Last week I compiled the numbers for financial transactions in the Eurozone in 2011 based on the latest figures from the ECB. The total was an impressive €1.6 quadrillion - up 8.4% on 2010 - proof if proof was needed that there is no lack of money in the Eurozone. And that was before Mario Draghi printed another €1 trillion for banks in the Eurozone to play with.
Today, I thought I would have a look at where the transactions were taking place. The table below gives the breakdown country by country.
As you can see, Belgium comes top with a very impressive €380 trillion in transactions, thanks largely to the €333 trillion handled by Euroclear Bank which is based in Belgium. Next comes Germany, with over €364 trillion - again due in large part to a single component - the fact that over a third of all TARGET transactions are handled in Germany.
The big news in the last week is that there are now at least ten EU countries that are in favour of imposing a Financial Transaction Tax. The ten countries are Austria, Belgium, France, Germany, Greece, Italy, Portugal, Slovakia, Slovenia and Spain. And Estonia should be joining soon, as soon as the project has been ratified by the Estonian parliament. It's fantastic news. But there is one thing that I cannot understand. According to the best estimates, the tax will only raise a few tens of billions at most - despite involving most of the big players in the Eurozone. Essentially, only the Netherlands and Luxembourg will be seriously missed.
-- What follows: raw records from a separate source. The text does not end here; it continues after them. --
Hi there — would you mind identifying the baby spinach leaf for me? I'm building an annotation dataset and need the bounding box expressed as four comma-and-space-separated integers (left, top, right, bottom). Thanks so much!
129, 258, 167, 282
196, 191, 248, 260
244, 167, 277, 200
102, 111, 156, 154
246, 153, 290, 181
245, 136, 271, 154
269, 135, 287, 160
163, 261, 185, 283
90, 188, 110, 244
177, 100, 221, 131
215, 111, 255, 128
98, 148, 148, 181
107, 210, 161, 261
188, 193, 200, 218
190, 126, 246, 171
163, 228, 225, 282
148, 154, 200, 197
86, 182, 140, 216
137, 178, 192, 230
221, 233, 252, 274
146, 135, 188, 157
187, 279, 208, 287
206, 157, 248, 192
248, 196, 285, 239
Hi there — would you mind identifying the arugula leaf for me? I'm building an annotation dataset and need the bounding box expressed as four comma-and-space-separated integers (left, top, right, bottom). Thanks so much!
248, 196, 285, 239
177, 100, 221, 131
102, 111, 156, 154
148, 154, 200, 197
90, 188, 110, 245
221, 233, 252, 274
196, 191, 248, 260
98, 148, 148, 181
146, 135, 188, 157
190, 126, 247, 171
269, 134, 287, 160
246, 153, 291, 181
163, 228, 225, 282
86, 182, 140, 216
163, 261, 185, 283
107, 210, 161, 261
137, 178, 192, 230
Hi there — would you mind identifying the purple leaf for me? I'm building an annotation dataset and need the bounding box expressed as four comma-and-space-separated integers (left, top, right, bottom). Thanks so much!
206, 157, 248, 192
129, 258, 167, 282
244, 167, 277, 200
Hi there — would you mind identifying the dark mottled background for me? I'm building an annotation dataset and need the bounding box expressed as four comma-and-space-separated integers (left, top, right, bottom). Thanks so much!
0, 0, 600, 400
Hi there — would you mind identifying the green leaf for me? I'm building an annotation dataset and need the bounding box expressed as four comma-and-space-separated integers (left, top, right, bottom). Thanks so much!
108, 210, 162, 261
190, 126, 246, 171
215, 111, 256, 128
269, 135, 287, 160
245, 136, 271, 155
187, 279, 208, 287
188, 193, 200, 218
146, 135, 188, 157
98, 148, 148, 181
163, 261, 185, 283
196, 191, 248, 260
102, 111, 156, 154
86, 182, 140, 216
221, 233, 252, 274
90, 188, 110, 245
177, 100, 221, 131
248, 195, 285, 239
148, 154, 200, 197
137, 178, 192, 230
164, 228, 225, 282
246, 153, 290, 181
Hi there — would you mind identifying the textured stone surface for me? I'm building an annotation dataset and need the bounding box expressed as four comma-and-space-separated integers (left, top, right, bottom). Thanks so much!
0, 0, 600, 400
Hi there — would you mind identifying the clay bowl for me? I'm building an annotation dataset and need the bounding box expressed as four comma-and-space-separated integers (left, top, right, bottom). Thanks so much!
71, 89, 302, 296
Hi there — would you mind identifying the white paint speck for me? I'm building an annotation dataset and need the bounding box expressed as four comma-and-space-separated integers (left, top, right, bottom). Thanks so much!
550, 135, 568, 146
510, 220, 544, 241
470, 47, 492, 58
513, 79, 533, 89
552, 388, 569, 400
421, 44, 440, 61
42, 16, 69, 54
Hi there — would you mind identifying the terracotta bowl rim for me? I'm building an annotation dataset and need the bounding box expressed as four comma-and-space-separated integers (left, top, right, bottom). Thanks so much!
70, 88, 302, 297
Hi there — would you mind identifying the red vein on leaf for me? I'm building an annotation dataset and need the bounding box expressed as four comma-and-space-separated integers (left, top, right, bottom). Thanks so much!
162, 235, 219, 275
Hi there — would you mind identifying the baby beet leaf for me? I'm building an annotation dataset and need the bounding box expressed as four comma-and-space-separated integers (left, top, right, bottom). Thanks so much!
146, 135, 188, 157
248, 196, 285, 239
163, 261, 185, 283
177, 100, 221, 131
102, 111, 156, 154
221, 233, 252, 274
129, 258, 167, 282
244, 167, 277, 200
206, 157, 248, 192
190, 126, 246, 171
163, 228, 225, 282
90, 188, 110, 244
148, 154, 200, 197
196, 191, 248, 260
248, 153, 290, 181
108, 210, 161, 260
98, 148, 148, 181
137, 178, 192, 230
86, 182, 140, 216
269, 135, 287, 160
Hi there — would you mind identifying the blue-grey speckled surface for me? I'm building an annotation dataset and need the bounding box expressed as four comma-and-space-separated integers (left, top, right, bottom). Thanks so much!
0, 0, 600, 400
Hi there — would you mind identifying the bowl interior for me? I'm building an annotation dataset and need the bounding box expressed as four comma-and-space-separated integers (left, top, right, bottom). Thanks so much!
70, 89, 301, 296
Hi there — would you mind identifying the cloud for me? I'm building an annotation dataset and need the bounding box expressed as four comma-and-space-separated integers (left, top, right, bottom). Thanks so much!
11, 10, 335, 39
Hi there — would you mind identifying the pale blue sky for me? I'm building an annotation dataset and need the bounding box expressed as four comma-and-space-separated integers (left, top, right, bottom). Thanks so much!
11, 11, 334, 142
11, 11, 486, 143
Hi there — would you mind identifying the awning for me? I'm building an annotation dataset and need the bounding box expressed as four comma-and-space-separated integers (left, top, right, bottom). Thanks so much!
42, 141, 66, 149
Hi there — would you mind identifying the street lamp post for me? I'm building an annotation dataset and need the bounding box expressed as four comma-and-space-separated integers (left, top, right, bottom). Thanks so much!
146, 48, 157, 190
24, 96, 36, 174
So how come, with €1.6 quadrillion in transactions, the FTT is only going to raise about €10 billion - equivalent to a tax of just 0.001%? It appears that the problem is that the tax is extremely selective - applied to just a small subset of transactions.
Why on earth are the Eurozone governments not planning to apply the tax universally?
The other big question concerns who would benefit from the introduction of such a tax. Clearly, if all the €1.6 quadrillion was subject to the tax, it would be absurd that Belgium should reap a huge benefit, simply because the Euroclear offices happen to be based in Belgium. So how should any revenue from such a tax be distributed?
I think there is a simple solution. And that is that all the revenue generated by the Eurozone FTT should be handed over to the ECB who would then distribute the money to each country as a function of population. Under such a scheme, a 0.1% universal FTT could generate something like €1 trillion in revenue. Of this, roughly €250 billion would go to Germany (which has 24.6% of the population, €196 billion to France, €187 billion to Italy, €139 billion to Spain, €34 billion to Greece, €33 billion to Belgium, €32 to Portugal, €25 billion to Austria, €16 billion to Slovakia, €6 billion to Slovenia and €4 billion to Estonia. The Netherlands and Luxembourg would get nothing, unless, of course they decide to impose the FTT too.
Sounds like a pretty good deal to me.